Que linda la vida me encanta la gente de Argentina y Chile, y gracias por dios mis companeros. Ellos son huevon huevones.
jueves, 9 de septiembre de 2010
Spring Break 2010
I love being in South America because I get the luxury of having another spring break trip this year. I had my last day of classes today and tomorrow morning we are off to Buenos Aires. We will be hanging out in Buenos Aires for a couple of days before taking the 18 hour bus ride to Iguazu falls. Iguazu for a night and day and then back to Buenos Aires for a night before coming home to Chile. It will be a crazy week but I'm sure it will be action packed and loads of fun. I probably wont be able to update my blog while i'm there but I am sure to have plenty of stories once I return. Adios hasta proximo semana y el dia de los patrias!

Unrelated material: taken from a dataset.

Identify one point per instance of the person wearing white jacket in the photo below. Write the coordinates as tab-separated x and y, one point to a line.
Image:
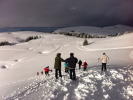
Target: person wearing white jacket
104	60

domingo, 5 de septiembre de 2010
Vacuum the Fire
This is going to be a short post but funny none the less. I learned a new method for starting a grill today. They dont use charcoal down here just wood, so in order to get the grill going today my father lit the wood and then pulled out the vacuum cleaner turned it on reverse and vacuumed the fire for about five minutes. Never knew the power of ordinary house hold objects. Me gusta el estilo de chile.
sábado, 4 de septiembre de 2010
The sun is sometimes wrong.
What a weekend I have had so far and its still only saturday night. Last night my neighbor had a party with her friends and invited the cinco gringos. It was a lot of fun hanging out on a small scale without having to party to hard. That doesnt mean we didnt party however. The first person I met ironically lived in Mt. Lebo for 4 years in high school and her mom still lives there. Small small world. Later in the night we taught the Chileans beer pong. Let me tell you it is rather difficult explaining such things as the elbow rule and heating up to a bunch of Chileans. I dont know why. But anyway we hung out til about 3:30 and then I went home because we had an excursion today. Four short hours later I was awake again...driving the bus. First we went to the town of Curacavi and toured a local chocolate factory. They had all different kinds of chocolate and the best was hands down chocolate filled with marscipone cheese. Delicious. We also stopped for an empenada before heading on to our next town, Pomaire, a little artisan village. They are famous for their ceramics and these things were absolutely beautiful. And they were priced at around 3 dollars each. Our next stop was la Isla Negra, a small town that is the home to Pablo Neruda's beach house. I know I have mentioned him previously but I want to reiterate that he was the coolest person ever. His houses were amazing, decked out with all sorts of stuff from his worldly travels. We finally boarded the bus back to Vina after a long but enjoyable day. Pictures will be up soon dont worry. And now as I am writing this post, I can hear my mom singing Jay Z's empire state of mind. Weird. Aright I am off to a BBQ and then who knows. En las palabras de me amigo, yo podria escribir poemas si yo viva aca.
miércoles, 1 de septiembre de 2010
Esto es para mi madre
After getting home tonight, I found an amazing email from my mother. So this post will be for her. Tonight we went to cafe journal, the usual hangout for gringos on wednesday. Each wednesday its packed with foreign people and its always a good time. Tonight my brother came out and it was especially nice to have a chilean there with us. Also this week has been good in terms of getting used to classes. Even though we dont have too much homework we have a good understanding of how the classes will work. Saturday we have our first excursion to a chocolate factory and then pablo nerudas house on the ocean. I will be sure to post after that. Until then, hasta luego.